Torniamo al ’68. Dopo lo choc iniziale le élite della città sentono la necessità di un compromesso storico (metropolitano), fra una Chiesa-partito (Pci) e una Chiesa-ditta (Fiat). In un primo momento le due Chiese si annusano, poi l’accordo tende a configurarsi come un conciliabolo. Via via che i due contraenti si conoscono meglio, i loro rapporti si fanno sciolti, evolvono verso una congregazione (con alte connotazioni corporative). Passano i lustri, la struttura comincia a degradarsi, ovvio, siamo alla maturità del modello. Entra allora in campo un terzo soggetto, la Banca (San Paolo), le connotazioni si radicalizzano, assumendo le caratteristiche di una conventicola. Nuove persone al potere, nuove generazioni sempre più arroganti pretendono di sedersi a tavola scompostamente, la vecchia città di Valletta si trasforma in una Torino da bere, sciatta, volgare, corrotta, lo scambio delle “poltrone” fra le tre Chiese si fa frenetico, le giustificazioni etiche diventano sempre più labili, un nuovo degrado è alle porte. La conventicola si tramuta in setta. Il timore era, come succede quando non c’è più nulla da spartirsi, che si scivolasse verso clan in perenne guerra fra loro.

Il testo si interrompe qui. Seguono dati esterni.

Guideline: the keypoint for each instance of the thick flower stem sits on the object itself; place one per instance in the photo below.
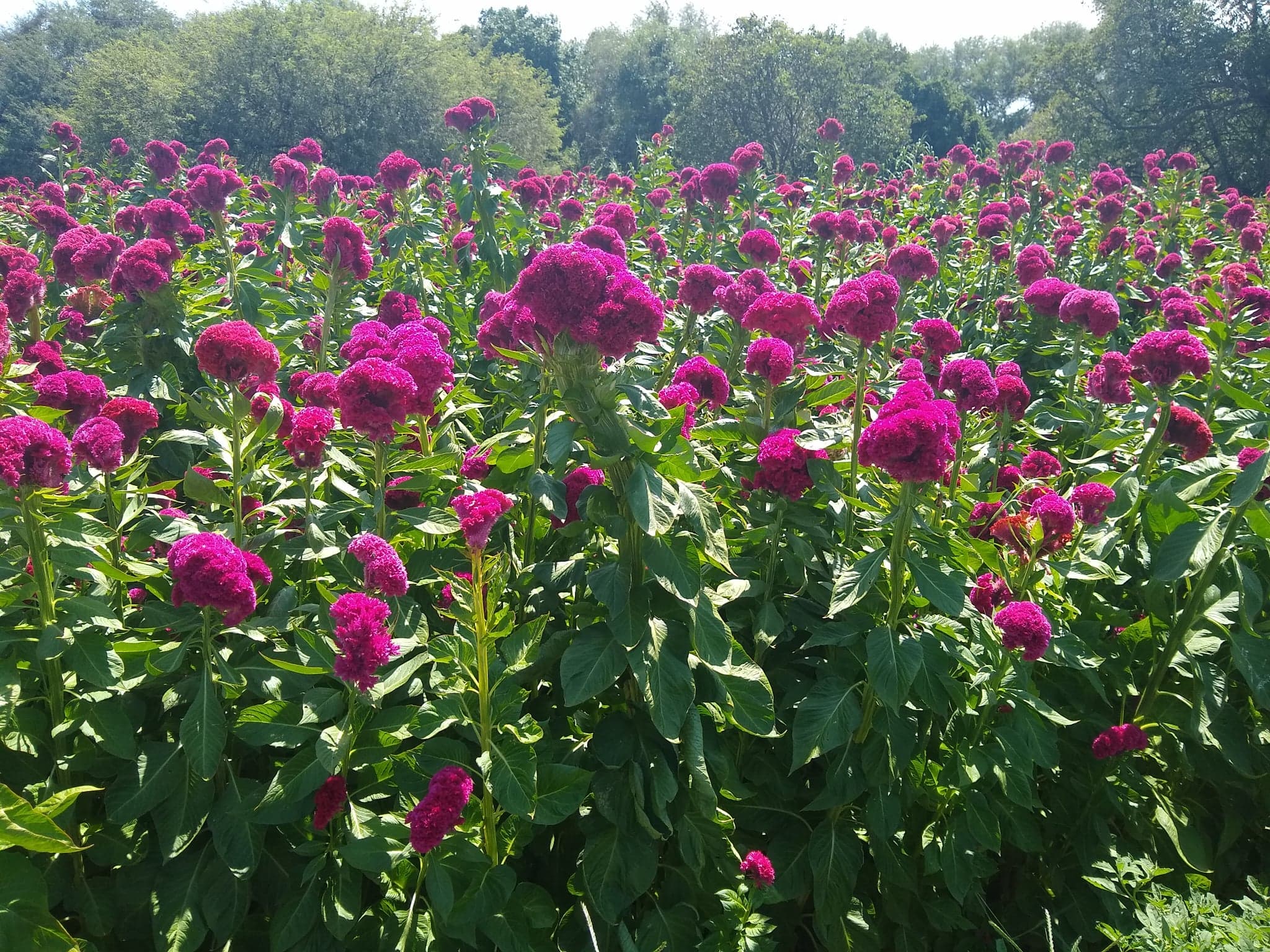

A questo punto le vecchie periferie operaie e le élite liberali (perbene) del centro e della Crocetta (minoranze risibili, queste ultime) hanno detto “nnuma basta”, votare lei è stato ovvio, perché costretti dal meccanismo elettorale del ballottaggio. Le è chiara l’analisi?

Stante la mia lunga esperienza gestionale di aziende in crisi, mi permetto un solo suggerimento. Faccia eseguire da tecnici di sua assoluta fiducia, ripeto assoluta (eviti le losche multinazionali anglosassoni), un audit feroce e dettagliatissimo sul passato, poi intervenga chirurgicamente sulle infinite metastasi (le regalo due chicche: non esistono sprechi non legati a persone e  il vero leader è colui che sa dire no).

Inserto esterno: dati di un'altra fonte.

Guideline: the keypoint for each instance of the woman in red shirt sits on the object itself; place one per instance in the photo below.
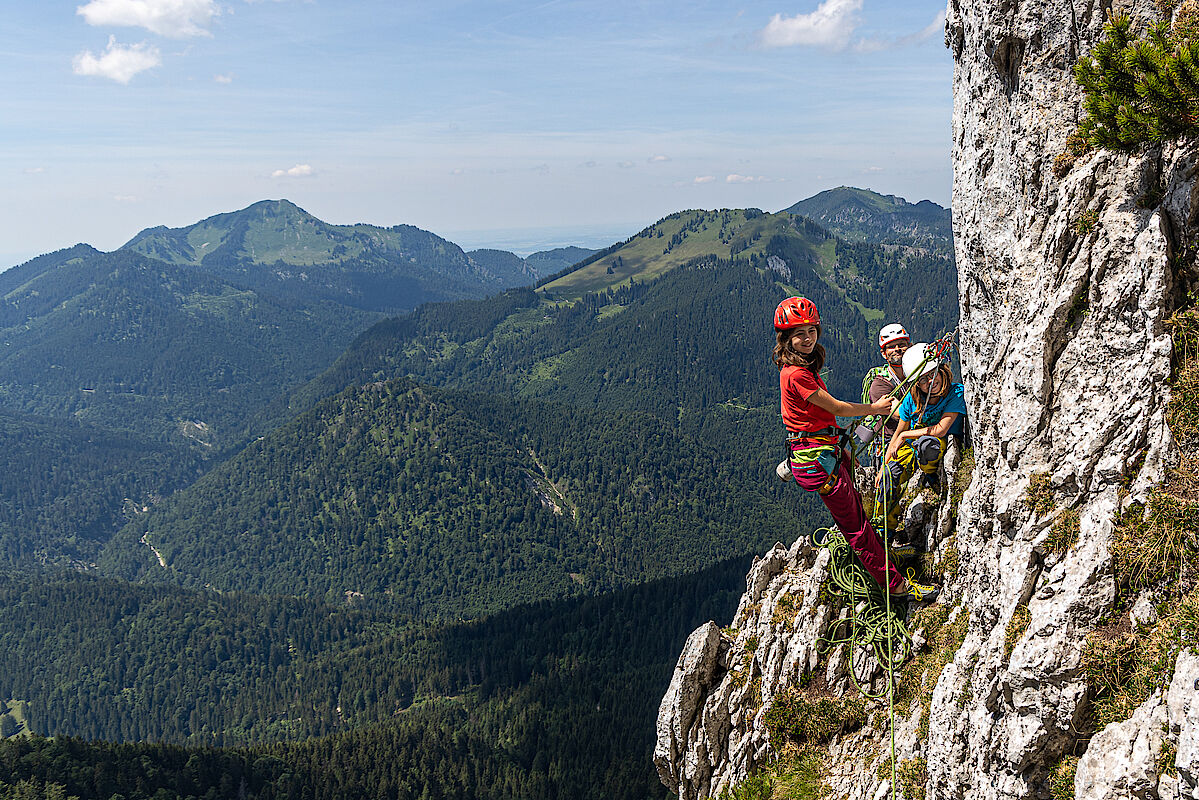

Fino a quel momento non prenda decisioni, studi, rifletta, valuti opzioni. Dopo l’audit, se del caso, operi.

Non cada nelle infinite trappole mediatiche (e non) che le prepareranno.

Non permetta che i lobbisti entrino in Comune, lobbying in italiano si traduce corruzione.

Si abitui a vivere in solitudine (eviti i cerchi magici), più un leader è solo meglio fa, visto che oltretutto fra cinque anni lei uscirà di scena. Lo consideri un privilegio non dover essere rieletta, la sindrome da rielezione fa nascere nel politico una tempesta ormonale che lo devasta, e lo perde, per sempre.

Poi lei è fortunata, Torino ha un’eccellente Procura della Repubblica.

Buon lavoro, signora sindaco, e buona fortuna alla mia amata Torino. Mi raccomando, me la tratti bene.